We again compere the true and simualted rtesults and see pretty decent retrieval.

In [None]:
estimated <- model.fit.rigo.relax@ParTable$est[model.fit.rigo.relax@ParTable$op == "~"][1:20]
c <- b # get true network
diag(c) <- NA # omit diag
simulated <- na.omit(as.vector(t(c))) # vectorize

plot(estimated,simulated,pch=19) # plot treu vs estimated paths
abline(0,1,col="red",lty="dashed")

## relaxing the network?

You can even relax constraints of specific network paths to allow for heterogeneity between (but not within) groups. Obviously here illustrated in a very naive way by releasing the f5 ~ f4 path for 2 random groups.

In emperical applications you'd always prefer to relax and retain paths based on theory, or to explicitly test theory (e.g. if you have all groups split across gender, age, etc you might consider gender and age specific networks).

In [None]:
model.rigo.relax.further <- "
  
  fc  =~ l1*y1 + l2*y2 + l3*y3 + c(l4,l4,l4,l4,l4,l4,l4,l4_8,l4_9,l4_10)*y4 + l5*y5
  f1 =~ y1
  f2 =~ y2
  f3 =~ y3
  f4 =~ y4
  f5 =~ y5
  
  fc ~~ 1*fc
  
  y1 ~~ a*y1
  y2 ~~ b*y2
  y3 ~~ c(c1,c2,c3,c,c,c,c,c,c,c)*y3
  y4 ~~ d*y4
  y5 ~~ e*y5

  
f1 ~ f2 + f3 + f4 + f5
f2 ~ f1 + f3 + f4 + f5
f3 ~ f1 + f2 + f4 + f5
f4 ~ f1 + f2 + f3 + f5
f5 ~ f1 + f2 + f3 + c(b54,b54,b54,b54_g4,b54,b54,b54,b54,b54,b54_g10)*f4
"

model.fit.rigo.relax.further <- sem(model = model.rigo.relax.further,data = data,group = "group",group.equal = c("regressions","loadings"),orthogonal.y = T,orthogonal.x =T)
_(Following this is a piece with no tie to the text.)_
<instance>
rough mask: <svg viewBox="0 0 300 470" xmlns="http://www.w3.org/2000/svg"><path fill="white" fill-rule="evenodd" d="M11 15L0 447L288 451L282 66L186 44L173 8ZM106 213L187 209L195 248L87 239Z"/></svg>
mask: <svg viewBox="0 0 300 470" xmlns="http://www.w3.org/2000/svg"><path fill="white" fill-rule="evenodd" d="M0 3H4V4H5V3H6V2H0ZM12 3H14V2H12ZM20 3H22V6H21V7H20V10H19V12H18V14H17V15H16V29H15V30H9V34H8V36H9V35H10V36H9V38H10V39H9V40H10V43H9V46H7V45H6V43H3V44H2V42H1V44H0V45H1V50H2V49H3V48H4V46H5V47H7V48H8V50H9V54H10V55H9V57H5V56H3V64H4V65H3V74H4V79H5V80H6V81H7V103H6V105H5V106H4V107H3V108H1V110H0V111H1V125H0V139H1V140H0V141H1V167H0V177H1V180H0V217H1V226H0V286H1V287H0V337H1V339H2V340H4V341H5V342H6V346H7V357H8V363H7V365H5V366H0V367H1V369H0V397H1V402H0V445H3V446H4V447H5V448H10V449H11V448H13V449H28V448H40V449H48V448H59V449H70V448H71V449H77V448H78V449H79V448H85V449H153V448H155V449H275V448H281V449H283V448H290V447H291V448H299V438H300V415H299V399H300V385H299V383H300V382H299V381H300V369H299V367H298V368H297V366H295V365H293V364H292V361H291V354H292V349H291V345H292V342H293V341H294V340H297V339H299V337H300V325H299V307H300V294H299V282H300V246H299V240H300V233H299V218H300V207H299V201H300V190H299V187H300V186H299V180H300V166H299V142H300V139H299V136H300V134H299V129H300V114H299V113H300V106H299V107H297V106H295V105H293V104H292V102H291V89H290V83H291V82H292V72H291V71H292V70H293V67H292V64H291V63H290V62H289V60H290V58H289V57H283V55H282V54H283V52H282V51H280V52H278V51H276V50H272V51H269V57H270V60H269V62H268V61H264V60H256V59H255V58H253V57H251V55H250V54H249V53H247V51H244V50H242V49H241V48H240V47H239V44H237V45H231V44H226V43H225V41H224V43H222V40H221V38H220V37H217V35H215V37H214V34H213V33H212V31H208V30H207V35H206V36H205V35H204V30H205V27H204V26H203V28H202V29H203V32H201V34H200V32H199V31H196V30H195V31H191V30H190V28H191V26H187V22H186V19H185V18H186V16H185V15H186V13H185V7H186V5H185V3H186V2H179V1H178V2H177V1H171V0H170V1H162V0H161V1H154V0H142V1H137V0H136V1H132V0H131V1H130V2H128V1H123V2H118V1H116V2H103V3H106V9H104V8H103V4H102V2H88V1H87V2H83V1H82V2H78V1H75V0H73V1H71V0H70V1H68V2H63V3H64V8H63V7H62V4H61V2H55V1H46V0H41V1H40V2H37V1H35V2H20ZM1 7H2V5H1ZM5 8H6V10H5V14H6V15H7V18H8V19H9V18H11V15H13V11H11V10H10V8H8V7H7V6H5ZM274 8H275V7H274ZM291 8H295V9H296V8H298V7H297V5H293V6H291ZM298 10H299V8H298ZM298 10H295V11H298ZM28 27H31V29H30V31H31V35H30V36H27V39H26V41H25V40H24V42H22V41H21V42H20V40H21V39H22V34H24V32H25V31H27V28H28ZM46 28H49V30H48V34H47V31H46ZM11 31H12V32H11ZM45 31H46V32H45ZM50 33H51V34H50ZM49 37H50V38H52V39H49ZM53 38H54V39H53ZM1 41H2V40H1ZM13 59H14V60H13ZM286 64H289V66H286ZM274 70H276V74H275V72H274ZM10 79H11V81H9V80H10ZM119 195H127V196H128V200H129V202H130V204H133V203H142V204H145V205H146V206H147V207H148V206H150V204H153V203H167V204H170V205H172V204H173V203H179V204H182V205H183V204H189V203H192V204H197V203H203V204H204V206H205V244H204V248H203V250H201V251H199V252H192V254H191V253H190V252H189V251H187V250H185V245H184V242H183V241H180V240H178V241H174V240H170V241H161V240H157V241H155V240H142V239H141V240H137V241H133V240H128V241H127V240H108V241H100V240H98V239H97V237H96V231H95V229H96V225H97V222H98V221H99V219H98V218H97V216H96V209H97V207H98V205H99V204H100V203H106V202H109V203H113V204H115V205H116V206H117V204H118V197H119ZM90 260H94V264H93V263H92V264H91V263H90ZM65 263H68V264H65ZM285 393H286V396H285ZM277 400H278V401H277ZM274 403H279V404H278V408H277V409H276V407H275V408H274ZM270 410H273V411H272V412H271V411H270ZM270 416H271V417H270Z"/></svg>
We again compare estimated to simualted and see reasonable concordance.

In [None]:
estimated <- model.fit.rigo.relax.further@ParTable$est[model.fit.rigo.relax.further@ParTable$op == "~"][1:20]
c <- b # get true network
diag(c) <- NA # omit diag
simulated <- na.omit(as.vector(t(c))) # vectorize

plot(estimated,simulated,pch=19) # plot treu vs estimated paths
abline(0,1,col="red",lty="dashed")